萎みつつある期待

日比谷公園_2021年3月23日

 厚生労働省の「医薬品の迅速・安定供給実現に向けた総合対策に関する有識者検討会」が報告書をまとめる時期が、当初より1ヵ月程度遅くなった。4月下旬の予定が5月下旬になった。これについて、製薬業界の関係者から「骨太の方針(を決める詰めの論議)に間に合うのか」といった懸念の声が漏れる。【本根優】

 そもそも大臣官房審議官が「有識者を参集した会議」との位置づけで始まっているため「報告書をまとめても実行力を伴うのか」「単なるガス抜きの場にならないか」と不安視する声は業界関係者から聞かれていた。

 薬価引き下げが「財源調整の調整弁になっている」状況から脱却するため、製薬団体幹部は「6月の骨太にどれだけ強く、具体的な文言を入れられるかが勝負」との見方を示す。

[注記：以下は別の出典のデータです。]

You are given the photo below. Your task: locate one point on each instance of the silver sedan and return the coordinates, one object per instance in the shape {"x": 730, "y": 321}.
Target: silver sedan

 ところが、有識者検討会の報告書は1ヵ月遅れ。骨太に向けた政府・与党の論議が進むなかでの取りまとめとなる。

 厚労省医政局医薬産業振興・医療情報企画課の安藤公一課長は4月17日の講演で、報告書をまとめることで関連する各種制度がただちに変わるわけではなく、そこで大きな方向性が示された上で、さらに詰めるべきテーマは検討していくと説明した。

 報告書を出したら、あとは中央社会保険医療協議会や「医療用医薬品の流通の改善に関する懇談会(流改懇)などに議論が引き継がれることになる。

 有識者検討会の報告書に何か拘束力があるかと言えば、「参考程度」に扱われる可能性も捨てきれない。

 安藤課長は「有識者検討会の報告書はある意味でスタートと言えるが、さまざまな課題に対する一定の方向性はメドをつけたい」と表明。「何に対して投資をするのか、力を入れるのか、何かしらの道標が必要な時期に来ているのではないか。具体的なことは報告書に書きたい」と意欲を示した。

 果たして、将来に向けたブレない道標となるのだろうか。